This is a compete miss understanding of when if ever speaker cable is shielded:
here is some information from BlueJeans cables a very well respected cable supplier:

First, shielding isn't a factor; the signal level in speaker cable is so large, and the current flow so high, that entry of noise into the cable can't (barring some truly extraordinary level of electrical noise in the environment) cause alteration of the sound output. On those rare occasions when shielded speaker cable is used, the purpose of the shield is not to protect the speaker signal from outside noise, but to protect other circuits from noise induced by the speaker cable. 

The noise from the lights is being induced in the INPUT not the outputs.

Sharyn


----------



## museav (Feb 10, 2010)

Chris15 said:


> Brad, how many sparkies run their lighting cables directly on top of the ceiling and meet code whilst doing so...

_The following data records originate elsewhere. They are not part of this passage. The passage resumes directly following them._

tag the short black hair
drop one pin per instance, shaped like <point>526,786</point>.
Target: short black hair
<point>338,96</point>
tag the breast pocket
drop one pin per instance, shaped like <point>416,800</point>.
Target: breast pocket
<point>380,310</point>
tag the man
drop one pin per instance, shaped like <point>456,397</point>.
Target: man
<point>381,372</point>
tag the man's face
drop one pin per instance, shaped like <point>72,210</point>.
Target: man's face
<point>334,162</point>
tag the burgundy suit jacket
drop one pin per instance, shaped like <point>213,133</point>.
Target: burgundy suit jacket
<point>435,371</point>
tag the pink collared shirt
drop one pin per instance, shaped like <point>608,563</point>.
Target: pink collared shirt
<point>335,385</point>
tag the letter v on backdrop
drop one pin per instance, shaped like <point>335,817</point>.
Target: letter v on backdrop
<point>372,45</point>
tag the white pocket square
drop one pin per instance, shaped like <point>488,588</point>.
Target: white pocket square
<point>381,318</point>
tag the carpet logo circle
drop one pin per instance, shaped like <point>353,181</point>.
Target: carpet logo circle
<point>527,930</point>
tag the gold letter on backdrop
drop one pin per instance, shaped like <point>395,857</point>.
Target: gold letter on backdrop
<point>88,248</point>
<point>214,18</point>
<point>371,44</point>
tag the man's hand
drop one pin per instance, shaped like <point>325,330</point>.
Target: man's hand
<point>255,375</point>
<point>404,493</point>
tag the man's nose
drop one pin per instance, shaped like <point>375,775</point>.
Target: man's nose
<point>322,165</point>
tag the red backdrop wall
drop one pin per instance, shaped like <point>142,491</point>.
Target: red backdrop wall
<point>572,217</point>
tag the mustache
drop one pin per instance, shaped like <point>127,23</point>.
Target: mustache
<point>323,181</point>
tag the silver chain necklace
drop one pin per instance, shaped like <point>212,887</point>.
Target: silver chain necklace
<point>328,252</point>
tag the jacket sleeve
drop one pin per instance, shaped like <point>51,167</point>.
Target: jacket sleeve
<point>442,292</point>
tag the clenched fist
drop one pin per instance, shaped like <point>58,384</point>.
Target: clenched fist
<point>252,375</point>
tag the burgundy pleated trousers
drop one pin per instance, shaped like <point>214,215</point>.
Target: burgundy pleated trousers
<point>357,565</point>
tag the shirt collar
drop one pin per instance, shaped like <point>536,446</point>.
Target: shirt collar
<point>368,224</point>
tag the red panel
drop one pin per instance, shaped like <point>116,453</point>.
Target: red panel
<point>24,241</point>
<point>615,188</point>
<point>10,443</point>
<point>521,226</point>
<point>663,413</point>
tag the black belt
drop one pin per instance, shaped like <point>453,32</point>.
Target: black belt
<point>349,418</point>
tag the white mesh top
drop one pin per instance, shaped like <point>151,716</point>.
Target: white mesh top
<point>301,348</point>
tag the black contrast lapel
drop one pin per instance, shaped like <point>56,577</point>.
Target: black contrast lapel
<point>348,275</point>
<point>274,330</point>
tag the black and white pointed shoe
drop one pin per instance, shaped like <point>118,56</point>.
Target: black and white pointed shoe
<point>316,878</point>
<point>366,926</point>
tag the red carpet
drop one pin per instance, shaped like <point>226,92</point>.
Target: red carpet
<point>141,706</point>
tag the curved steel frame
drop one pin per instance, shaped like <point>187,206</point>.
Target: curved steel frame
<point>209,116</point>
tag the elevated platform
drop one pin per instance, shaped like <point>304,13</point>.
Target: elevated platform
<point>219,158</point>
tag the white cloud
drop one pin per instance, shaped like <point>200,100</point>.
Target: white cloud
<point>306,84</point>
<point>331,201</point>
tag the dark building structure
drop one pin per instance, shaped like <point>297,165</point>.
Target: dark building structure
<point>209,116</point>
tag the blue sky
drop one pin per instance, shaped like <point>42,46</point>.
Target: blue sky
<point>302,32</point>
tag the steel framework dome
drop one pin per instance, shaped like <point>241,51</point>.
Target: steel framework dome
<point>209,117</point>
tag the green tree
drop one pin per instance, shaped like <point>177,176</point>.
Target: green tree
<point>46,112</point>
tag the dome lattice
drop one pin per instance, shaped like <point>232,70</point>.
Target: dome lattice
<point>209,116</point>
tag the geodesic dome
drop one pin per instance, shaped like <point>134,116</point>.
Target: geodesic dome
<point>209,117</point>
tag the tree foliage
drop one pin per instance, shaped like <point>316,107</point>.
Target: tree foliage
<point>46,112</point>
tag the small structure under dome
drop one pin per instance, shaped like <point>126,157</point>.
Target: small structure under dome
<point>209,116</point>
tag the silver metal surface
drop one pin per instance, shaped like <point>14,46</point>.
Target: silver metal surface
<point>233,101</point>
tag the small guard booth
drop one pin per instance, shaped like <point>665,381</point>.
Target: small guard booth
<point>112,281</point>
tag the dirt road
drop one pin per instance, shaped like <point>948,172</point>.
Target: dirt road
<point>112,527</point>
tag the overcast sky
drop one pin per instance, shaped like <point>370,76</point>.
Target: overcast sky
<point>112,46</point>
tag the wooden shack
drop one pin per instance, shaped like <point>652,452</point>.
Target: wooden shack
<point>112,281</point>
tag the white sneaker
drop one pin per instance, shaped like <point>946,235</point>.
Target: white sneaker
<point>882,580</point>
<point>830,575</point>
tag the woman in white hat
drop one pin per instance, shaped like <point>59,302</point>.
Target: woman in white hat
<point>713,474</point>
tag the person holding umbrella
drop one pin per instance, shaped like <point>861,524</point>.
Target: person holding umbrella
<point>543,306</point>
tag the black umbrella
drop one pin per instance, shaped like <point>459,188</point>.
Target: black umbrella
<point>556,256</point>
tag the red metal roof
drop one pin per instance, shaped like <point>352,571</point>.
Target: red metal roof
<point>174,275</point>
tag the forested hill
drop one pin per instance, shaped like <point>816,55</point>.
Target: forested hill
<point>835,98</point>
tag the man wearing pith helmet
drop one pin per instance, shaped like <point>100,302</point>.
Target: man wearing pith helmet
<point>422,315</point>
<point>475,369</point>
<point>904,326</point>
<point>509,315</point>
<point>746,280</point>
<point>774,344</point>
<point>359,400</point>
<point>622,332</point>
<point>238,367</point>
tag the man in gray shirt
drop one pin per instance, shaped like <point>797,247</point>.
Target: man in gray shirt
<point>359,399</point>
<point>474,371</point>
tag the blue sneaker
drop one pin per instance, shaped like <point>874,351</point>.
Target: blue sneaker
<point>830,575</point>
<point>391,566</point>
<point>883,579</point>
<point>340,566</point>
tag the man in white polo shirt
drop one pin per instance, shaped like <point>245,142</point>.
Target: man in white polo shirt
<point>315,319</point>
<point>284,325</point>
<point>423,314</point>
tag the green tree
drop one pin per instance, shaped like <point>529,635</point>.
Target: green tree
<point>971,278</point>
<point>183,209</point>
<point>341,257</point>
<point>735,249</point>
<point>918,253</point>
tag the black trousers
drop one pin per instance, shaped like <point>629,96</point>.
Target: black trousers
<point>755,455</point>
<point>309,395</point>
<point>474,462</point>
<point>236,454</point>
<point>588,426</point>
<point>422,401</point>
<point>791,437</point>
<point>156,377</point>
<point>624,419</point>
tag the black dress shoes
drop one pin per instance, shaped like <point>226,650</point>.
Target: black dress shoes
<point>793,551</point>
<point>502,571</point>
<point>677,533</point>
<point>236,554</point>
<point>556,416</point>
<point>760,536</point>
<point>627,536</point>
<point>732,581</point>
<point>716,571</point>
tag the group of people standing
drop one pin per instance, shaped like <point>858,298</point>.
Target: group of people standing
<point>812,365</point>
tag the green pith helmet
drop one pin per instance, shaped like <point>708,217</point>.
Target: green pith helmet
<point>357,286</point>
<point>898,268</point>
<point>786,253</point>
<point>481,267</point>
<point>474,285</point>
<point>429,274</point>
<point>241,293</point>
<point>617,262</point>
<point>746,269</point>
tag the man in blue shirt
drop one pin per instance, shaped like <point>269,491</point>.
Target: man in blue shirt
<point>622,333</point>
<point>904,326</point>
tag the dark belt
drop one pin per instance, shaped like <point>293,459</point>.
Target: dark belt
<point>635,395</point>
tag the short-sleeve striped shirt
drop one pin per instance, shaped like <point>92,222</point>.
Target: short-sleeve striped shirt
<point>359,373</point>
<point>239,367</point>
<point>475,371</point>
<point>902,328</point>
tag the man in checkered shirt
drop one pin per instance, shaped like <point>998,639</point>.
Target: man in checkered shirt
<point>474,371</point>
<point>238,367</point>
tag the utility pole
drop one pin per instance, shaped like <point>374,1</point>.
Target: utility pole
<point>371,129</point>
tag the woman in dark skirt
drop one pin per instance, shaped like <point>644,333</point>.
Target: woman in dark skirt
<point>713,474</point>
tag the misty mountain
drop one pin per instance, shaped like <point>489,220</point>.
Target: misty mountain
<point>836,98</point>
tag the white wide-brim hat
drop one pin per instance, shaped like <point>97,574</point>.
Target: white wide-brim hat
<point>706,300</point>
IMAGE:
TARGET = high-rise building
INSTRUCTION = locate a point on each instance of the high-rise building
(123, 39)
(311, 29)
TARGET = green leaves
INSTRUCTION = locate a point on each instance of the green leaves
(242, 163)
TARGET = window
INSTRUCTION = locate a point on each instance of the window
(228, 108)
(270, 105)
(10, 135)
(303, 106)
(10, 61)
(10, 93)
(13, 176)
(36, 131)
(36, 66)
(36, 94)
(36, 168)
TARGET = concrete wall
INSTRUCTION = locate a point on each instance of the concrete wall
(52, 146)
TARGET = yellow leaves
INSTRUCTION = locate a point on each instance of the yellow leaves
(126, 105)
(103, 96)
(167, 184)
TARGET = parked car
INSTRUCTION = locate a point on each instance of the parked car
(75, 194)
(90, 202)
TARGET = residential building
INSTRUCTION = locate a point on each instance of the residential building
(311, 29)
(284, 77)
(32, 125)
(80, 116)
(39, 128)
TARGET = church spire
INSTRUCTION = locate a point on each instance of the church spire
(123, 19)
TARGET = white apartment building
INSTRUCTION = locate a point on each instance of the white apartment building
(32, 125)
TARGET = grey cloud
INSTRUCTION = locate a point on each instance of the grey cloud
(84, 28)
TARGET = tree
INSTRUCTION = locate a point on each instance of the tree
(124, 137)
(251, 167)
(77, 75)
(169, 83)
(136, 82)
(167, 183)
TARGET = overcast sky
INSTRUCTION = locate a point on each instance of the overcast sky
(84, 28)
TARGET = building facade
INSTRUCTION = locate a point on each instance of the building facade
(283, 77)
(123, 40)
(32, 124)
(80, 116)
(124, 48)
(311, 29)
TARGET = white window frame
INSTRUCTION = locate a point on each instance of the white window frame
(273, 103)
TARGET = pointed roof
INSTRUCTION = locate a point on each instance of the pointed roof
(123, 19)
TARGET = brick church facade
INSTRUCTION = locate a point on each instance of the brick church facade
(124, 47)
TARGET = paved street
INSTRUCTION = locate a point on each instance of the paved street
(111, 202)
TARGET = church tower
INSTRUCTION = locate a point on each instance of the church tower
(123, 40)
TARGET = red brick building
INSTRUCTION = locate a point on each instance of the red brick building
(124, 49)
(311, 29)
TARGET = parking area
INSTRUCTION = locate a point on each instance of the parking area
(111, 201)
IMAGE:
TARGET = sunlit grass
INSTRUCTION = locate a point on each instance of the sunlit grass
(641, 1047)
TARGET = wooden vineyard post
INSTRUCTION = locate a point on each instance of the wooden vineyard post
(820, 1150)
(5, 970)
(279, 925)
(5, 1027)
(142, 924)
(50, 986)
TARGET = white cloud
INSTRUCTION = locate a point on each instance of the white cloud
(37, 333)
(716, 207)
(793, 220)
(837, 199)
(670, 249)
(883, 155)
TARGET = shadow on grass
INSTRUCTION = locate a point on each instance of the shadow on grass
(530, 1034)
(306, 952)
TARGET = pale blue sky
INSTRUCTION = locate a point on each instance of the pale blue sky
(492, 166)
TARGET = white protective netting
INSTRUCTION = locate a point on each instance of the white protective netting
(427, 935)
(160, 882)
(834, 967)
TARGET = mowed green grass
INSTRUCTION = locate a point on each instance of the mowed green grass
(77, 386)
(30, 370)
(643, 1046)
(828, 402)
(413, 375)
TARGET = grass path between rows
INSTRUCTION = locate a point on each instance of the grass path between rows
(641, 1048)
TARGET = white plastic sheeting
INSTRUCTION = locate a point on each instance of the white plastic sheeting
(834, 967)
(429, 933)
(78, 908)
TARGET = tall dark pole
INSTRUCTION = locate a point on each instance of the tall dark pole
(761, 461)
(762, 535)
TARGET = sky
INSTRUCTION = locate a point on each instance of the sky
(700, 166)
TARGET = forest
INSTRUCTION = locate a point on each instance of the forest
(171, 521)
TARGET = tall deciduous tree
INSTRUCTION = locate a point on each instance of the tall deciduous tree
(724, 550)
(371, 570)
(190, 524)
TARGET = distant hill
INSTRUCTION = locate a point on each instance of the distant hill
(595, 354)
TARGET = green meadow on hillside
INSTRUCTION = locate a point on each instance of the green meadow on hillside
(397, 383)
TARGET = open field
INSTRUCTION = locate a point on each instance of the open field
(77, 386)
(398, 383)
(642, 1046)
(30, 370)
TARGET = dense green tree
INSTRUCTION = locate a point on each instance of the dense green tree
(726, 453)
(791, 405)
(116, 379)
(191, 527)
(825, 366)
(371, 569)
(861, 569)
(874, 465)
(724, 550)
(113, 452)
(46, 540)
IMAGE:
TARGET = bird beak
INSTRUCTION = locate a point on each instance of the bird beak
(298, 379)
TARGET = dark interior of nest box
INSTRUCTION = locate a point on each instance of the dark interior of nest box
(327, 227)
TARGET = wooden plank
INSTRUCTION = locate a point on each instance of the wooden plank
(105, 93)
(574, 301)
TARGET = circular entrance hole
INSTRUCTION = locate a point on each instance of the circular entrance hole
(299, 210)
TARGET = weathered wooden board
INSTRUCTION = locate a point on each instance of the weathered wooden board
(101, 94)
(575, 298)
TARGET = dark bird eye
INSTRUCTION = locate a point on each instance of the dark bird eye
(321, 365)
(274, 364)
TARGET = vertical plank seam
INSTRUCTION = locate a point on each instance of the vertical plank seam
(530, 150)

Watching the company I worked for having to rewire an entire post production house that they had just finished when the City inspector would not issue a Certificate of Occupancy because the cables were not independently supported made me very aware of this. So did seeing our ceiling speakers being the only thing holding up the ceiling when the ceiling failed in a new auditorium space, especially since that immediately cleared us of any responsibility for the failure (apparently caused by others supporting things off the ceiling hangers which the failed).

The increasing amount of cabling run above ceilings for data, HVAC controls, security, etc. has made people more cognizant of the related issues and NEC now requires cabling to be supported from building structure and not from interiors or other building systems components.


----------



## Chris15 (Feb 10, 2010)

It's nice to hear someone's bothering with the rules...

I just know that in the roof above me, the TPS is sitting loose.

Note that I'm talking about a Gyprock ceiling, not a suspended ceiling tile style one. Not independently supporting cables in a grid ceiling is just sloppy sloppy workmanship and asking for trouble...


----------